The Minor Prophets include Hosea, Joel, Amos, Obadiah, Jonah, Micah, Nahum, Habakkuk, Zephaniah, Haggai, Zechariah, and Malachi.
The New Testament has 27 books, written between about 50 and 100 AD, and falling naturally into four sections:
The Gospels were written to present the life and teachings of our Lord Jesus Christ in ways that would be appropriate to different readerships, and for that reason are not all the same. They were not intended to be biographies of Jesus, but selective accounts that would demonstrate his significance for different cultures.
The first three are effectively different editions of the same materials, and for that reason are known as the 'synoptic gospels'.
The writer of Luke also wrote the Acts of the Apostles, which tells the story of how Christianity spread from being a small group of Jewish believers in the time of Jesus to becoming a worldwide faith in less than a generation.
Epistles (or letters) were written by various Christian leaders to provide guidance for the earliest church communities. They are divided into Pauline Epistles and General Epistles.

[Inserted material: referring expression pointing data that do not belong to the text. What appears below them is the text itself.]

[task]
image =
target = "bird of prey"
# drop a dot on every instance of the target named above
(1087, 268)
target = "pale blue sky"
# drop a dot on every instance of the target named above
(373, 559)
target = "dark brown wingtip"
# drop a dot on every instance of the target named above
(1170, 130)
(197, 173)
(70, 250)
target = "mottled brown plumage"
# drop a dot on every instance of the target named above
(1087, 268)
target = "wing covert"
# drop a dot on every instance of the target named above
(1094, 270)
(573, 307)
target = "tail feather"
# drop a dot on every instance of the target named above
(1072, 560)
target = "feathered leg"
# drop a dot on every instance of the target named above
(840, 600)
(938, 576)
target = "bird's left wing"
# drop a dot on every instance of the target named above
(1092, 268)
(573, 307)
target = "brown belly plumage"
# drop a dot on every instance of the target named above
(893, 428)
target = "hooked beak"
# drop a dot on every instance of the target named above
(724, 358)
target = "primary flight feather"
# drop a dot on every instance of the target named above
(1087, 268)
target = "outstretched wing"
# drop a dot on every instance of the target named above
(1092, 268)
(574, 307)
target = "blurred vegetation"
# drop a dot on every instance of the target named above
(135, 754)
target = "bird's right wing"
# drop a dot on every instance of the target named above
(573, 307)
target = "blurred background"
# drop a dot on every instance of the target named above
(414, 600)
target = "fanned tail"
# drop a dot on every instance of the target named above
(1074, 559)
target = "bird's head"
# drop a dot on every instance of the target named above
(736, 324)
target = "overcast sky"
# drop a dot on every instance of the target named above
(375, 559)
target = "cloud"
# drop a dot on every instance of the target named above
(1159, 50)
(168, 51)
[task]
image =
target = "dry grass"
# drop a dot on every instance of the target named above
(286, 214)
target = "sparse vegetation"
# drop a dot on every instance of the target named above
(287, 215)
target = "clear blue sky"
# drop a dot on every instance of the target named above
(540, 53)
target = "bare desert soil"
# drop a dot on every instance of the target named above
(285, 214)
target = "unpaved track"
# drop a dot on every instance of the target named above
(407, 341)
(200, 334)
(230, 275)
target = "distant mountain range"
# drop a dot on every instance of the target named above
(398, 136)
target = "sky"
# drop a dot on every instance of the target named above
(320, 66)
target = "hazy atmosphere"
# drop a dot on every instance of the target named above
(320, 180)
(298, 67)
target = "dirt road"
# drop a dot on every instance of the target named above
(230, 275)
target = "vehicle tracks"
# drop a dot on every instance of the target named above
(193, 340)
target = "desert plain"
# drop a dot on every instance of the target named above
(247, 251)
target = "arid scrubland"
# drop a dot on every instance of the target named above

Letters were the natural way for itinerant church leaders to communicate with their converts, and the earliest ones were written before the Gospels. With some exceptions (Romans, Hebrews), they were not meant to be formal presentations of Christian belief, but offered advice to people who were working out how to express their commitment to Jesus in ways that would be relevant to the many different cultural contexts in which they found themselves throughout the Roman empire.
Reading them can be like listening to one half of a conversation, as the writers give answers to questions sent to them either verbally or in writing. Paul was the most prolific writer of such letters, though he was not the only one.
The New Testament concludes with the book of Revelation, which begins with a series of letters to seven churches, but then offers a visionary presentation of the meaning of all things, from creation to the end of the world.
Now is the time to read and study the complete Bible, both the Old and New Testaments, that God has given us out of His great love for us. As Paul told Timothy, the Holy Scriptures “All scripture is given by inspiration of God, and is profitable for doctrine, for reproof, for correction, for instruction in righteousness. That the man of God may be perfect, throughly furnished unto all good works.” (2nd Timothy 3:16-17).